The original dispatch architecture processed all workflow dispatches sequentially in a single step. At 2,000+ stacks, that exceeded serverless function timeouts and left hundreds of stacks permanently stuck. GitHub's secondary rate limits compounded the problem by silently blocking PR comment updates after dozens of rapid edits.
We redesigned the dispatch pipeline around a fan-out architecture. A thin coordinator step now emits one event per stack, and independent workers handle each dispatch with their own timeout budget, retries, and error isolation. Per-repository concurrency limits prevent GitHub API rate limiting, and adaptive comment debounce scales update frequency based on deployment size — faster feedback for small changes, throttled updates for large ones.

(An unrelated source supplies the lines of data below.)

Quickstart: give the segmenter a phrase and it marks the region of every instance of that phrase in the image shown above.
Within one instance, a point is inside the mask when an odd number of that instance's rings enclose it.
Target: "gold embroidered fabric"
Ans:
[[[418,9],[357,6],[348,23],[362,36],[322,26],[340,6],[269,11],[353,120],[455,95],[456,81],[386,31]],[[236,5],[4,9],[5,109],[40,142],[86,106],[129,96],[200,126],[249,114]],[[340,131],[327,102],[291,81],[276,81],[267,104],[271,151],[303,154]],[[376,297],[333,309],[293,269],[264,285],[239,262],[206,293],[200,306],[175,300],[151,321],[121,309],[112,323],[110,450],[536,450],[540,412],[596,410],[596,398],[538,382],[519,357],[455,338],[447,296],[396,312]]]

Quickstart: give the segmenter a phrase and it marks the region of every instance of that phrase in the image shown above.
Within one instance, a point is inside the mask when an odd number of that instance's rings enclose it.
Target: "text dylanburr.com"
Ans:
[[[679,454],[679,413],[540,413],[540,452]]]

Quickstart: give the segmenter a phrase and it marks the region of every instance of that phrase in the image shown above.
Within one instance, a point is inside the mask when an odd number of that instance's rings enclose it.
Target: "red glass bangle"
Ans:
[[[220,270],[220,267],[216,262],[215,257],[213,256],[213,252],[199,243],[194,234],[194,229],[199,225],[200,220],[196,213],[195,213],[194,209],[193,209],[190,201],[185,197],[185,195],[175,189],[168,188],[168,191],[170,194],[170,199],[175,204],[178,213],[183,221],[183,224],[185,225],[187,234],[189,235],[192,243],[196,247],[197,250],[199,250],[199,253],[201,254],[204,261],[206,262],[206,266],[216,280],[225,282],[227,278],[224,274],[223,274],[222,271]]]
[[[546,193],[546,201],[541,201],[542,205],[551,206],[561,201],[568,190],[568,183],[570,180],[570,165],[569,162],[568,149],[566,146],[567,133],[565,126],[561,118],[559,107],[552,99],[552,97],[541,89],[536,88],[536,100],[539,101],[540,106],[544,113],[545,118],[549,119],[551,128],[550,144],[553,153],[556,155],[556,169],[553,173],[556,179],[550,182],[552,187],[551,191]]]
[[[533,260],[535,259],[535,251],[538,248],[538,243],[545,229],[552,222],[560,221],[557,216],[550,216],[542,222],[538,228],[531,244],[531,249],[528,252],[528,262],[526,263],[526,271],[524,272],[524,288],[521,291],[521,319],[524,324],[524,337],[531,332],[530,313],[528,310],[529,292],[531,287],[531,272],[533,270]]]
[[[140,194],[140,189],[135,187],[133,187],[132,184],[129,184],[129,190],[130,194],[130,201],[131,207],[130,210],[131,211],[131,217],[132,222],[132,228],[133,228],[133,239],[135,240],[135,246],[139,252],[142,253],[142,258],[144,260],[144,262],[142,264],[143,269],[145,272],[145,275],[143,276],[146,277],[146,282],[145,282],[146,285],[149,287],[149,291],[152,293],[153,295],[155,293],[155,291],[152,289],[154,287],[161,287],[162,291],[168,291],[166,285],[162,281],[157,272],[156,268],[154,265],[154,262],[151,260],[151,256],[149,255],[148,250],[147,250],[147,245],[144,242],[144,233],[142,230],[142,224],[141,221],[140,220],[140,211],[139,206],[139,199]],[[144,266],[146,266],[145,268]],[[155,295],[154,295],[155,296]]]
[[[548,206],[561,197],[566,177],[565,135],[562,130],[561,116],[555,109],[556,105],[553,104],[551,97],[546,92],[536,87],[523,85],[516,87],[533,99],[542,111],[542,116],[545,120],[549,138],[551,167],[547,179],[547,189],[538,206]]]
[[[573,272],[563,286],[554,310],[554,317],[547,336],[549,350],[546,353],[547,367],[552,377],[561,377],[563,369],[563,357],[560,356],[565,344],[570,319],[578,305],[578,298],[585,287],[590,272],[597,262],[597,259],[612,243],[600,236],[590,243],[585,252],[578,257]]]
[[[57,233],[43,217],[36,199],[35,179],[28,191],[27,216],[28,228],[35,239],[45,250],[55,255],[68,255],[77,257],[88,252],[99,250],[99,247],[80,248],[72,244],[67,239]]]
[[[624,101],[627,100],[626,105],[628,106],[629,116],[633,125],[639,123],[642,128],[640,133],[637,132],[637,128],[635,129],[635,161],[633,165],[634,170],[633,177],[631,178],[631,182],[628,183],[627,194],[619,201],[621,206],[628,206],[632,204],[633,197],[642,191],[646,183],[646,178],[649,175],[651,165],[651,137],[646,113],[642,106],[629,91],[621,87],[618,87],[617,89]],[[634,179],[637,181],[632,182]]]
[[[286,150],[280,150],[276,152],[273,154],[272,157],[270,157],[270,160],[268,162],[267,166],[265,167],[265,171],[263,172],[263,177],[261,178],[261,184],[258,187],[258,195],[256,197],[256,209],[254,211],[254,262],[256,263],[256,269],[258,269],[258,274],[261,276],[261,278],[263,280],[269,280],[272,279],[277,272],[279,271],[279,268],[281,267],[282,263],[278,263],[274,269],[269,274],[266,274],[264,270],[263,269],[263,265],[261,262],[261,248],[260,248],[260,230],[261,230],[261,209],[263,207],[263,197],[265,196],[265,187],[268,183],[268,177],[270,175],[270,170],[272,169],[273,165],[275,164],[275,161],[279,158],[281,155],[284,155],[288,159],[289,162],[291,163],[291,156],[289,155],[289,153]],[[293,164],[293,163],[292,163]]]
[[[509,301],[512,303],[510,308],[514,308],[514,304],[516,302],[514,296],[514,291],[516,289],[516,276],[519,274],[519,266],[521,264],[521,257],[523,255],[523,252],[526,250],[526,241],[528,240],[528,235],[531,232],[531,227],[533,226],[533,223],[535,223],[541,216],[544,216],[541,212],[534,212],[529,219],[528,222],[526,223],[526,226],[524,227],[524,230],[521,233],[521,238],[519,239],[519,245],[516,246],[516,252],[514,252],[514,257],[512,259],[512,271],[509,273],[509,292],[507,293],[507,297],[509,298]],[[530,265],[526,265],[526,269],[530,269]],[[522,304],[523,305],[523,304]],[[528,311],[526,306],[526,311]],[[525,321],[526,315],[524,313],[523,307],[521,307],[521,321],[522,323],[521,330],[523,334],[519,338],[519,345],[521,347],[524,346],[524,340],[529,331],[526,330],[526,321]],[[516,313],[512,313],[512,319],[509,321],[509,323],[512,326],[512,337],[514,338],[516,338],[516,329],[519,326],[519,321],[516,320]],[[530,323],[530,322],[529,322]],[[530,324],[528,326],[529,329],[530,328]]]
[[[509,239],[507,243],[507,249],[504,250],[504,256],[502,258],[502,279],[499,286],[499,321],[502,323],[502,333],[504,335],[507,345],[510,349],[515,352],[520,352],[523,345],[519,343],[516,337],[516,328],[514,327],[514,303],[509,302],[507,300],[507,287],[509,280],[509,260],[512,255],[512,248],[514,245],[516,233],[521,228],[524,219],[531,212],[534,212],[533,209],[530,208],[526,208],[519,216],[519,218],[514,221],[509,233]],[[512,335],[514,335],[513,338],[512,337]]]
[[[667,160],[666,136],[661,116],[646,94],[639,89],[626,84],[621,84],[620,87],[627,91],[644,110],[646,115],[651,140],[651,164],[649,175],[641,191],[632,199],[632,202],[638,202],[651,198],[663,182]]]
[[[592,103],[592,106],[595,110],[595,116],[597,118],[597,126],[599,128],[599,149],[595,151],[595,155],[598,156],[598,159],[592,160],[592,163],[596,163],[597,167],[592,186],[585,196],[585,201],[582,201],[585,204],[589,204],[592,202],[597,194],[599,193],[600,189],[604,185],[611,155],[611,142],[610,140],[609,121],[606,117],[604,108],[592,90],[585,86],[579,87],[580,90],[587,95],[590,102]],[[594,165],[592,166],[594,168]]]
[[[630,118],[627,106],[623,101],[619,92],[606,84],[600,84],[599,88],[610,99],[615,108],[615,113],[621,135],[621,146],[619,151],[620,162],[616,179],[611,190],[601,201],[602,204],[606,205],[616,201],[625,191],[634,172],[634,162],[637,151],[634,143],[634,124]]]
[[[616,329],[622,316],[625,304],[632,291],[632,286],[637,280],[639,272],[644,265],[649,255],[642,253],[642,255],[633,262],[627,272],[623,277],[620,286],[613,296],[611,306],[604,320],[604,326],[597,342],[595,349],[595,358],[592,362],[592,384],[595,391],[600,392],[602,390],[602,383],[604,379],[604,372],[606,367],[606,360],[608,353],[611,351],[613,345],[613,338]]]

The reconciliation system now catches stacks in every status, including those that were never dispatched due to a crash or lost event. A periodic sweep resolves stale runs by checking their actual status on GitHub and updating the PR comment accordingly.

Performance at Scale

Processing 2,000 stacks now completes in roughly 100 seconds with a concurrency limit of 20 workers. Each worker independently dispatches a single workflow, updates the database, and triggers a debounced comment refresh. If any individual dispatch fails, only that stack is affected — every other stack continues without interruption.